Los parados, esos sospechosos a los que hay que vigilar

Dado que ellos están instalados en la delincuencia (presunta, claro), en la mentira y el cinismo descarados; vista la inflación de casos por corrupción a mano armada a los que tienen que hacer frente… no resulta demasiado extraño que Rajoy y su impune cuadrilla traten a los ciudadanos como presuntos delincuentes.

Ahora toca, porque así lo ha decidido Empleo, que los parados -a los que ya se declaró oficialmente vagos y sospechosos hace algunos meses- informen obligatoriamente de sus viajes al extranjero. No vaya a ser que tengan la suerte de encontrar ese trabajo que aquí les escatiman.

Estado policial. Al contrario de lo que proclama la legalidad todavía vigente, tratan a los ciudadanos como presuntos culpables. Quizás porque no les quepa en su cabeza que la media ponderada del timado votante de a pie no funciona con la caradura y la desvergüenza que ellos se gastan.

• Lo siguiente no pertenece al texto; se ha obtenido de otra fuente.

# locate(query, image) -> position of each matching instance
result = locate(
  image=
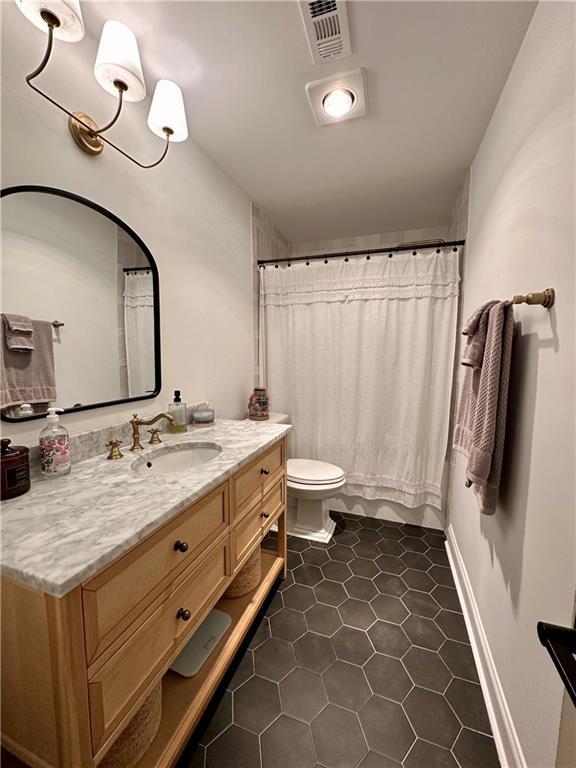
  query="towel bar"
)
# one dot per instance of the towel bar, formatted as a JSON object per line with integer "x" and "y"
{"x": 544, "y": 298}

No gobiernan para los ciudadanos, sino contra los ciudadanos. Lo que en realidad les gustaría es transformarnos en súbditos. Y actúan como si aspiraran a conseguirlo. Son nuestros empleados pero se comportan como los tiranos. Les financiamos sus nóminas, sus dietas y sus devaneos y ellos a cambio nos pagan con su desconfianza, su desprecio y su ninguneo.

Nueve millones de pensionistas les preocupan menos que una bronca de Merkel. Medio millón de enfermos de cáncer obligados a pagar el diez por ciento de fármacos que pueden llegar a costar hasta varios cientos de euros cada uno les preocupa menos que una admonición del Banco Central Europeo. Decenas de miles de estudiantes en la cuneta por no tener dinero para pagar sus matrículas les importan menos que una mala cara de Botín o Fainé.

Esos son ellos. Así funcionan estos magníficos trileros enrocados en un poder que prostituyen y desligitiman con su manera de ejercerlo. No solo hacen lo contrario de lo que prometieron, sino que además nos someten a libertad vigilada.

Gobernantes sinvergüenzas como son, no parecen capaces de imaginar que los gobernados no lo seamos. Y legislan partiendo de la idea de que somos unos pillos, unos tramposos dispuestos a robar y mentir, como ellos, a la menor oportunidad.

Con sus políticas han buscado la ruina a cientos de miles de trabajadores a los que han convertido en parados. Y ahora, en lugar de buscarles empleo, les buscan las cosquillas.